La rinuncia abdicativa alla proprietà immobiliare, fondata sull'art. 827 del codice civile, era già prima del 2026 un terreno scivoloso. Le Sezioni Unite della Cassazione, con la sentenza n. 23093 dell'11 agosto 2025, avevano riconosciuto l'ammissibilità astratta dell'istituto, ma avevano al tempo stesso segnalato con chiarezza i rischi sistemici di quello che i giudici hanno efficacemente definito il fenomeno dei "regali tossici" allo Stato: immobili abbandonati, gravati da debiti, da abusi edilizi o da oneri di bonifica, che attraverso la rinuncia venivano trasferiti al patrimonio pubblico senza alcuna verifica preventiva.
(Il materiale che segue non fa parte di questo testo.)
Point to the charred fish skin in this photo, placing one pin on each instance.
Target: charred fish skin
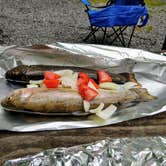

Il legislatore ha raccolto l'avvertimento. La Legge 30 dicembre 2025 n. 199 (Legge di Bilancio 2026), ai commi 731 e 732, in vigore dal 1° gennaio 2026, ha introdotto una regola netta: l'atto unilaterale di rinuncia abdicativa è nullo se privo della documentazione tecnica attestante la conformità urbanistica, sismica e ambientale dell'immobile, documentazione che il notaio rogante è tenuto a verificare prima di procedere.
Il principio che guida la riforma è quello del vigilantibus iura subveniunt: il diritto assiste chi esercita i propri diritti con diligenza, non chi cerca di scaricare su altri le conseguenze di una gestione negligente.
Posso rinunciare alla proprietà di una casa fatiscente nel 2026?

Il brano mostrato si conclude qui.